After a time Isla went back very quietly and soberly to the house to astonish her relatives by another vagary.

"I am ready to go to Barras to-morrow, Aunt Jean, and to stop as long as you like."

"And will Neil come with us or after us, my dear?" asked Lady Mackinnon, her shrewd eyes lighting up cheerfully. "You know there is room and to spare in the house."

"No, Aunt Jean, Neil will not come. I am not going to marry him now--nor any man," she answered.

And she sped away to make her preparations for the journey which, an hour before, she thought nothing on earth would induce her to undertake.

A strange peace seemed to brood that night upon the Lodge of Creagh and the Moor of Silence.

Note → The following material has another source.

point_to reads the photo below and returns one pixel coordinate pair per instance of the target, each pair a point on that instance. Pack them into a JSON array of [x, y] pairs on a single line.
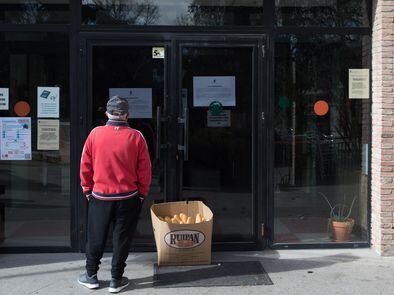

Sleep was very far from Isla's eyes as she sat before her uncurtained window, looking out upon the limitless space on which the white moonlight lay.

The end of all things had come, so far as human judgment could determine. The last Mackinnon of Achree slept with his forefathers, and she, a poor weak woman of no account, was left to tie up the broken threads. Her thoughts of Malcolm were very tender, nor had she any misgiving, thinking of where he might be.

"It is better to fall into the hands of the living God than into the hands of men," she might have said, had she been called upon for an expression of her state of mind.

Upon her knees, with her chin upon the sill of the open window and her eyes upon the great silence where the moonlight lay, she asked to be forgiven for her hardness of heart, for her swift condemnation, for her poor, puny, disastrous efforts to set the world right. She knew now, in that moment of clear vision, that no man or woman is called to so great a task, but that what is asked of us all is merely and only the simple performance of each day's homely duty, by the doing of which, nevertheless, the whole fabric of human life and human achievement is ennobled and perfected.

With her chin resting upon the window-sill and her eyes, uplifted to the kindly, but impenetrable skies, Isla prayed. And then, leaving herself and her destiny for ever in the Hand which alone is capable of unravelling and setting in fair order human affairs, she crept to her bed to sleep off the overwhelming fatigue of the day.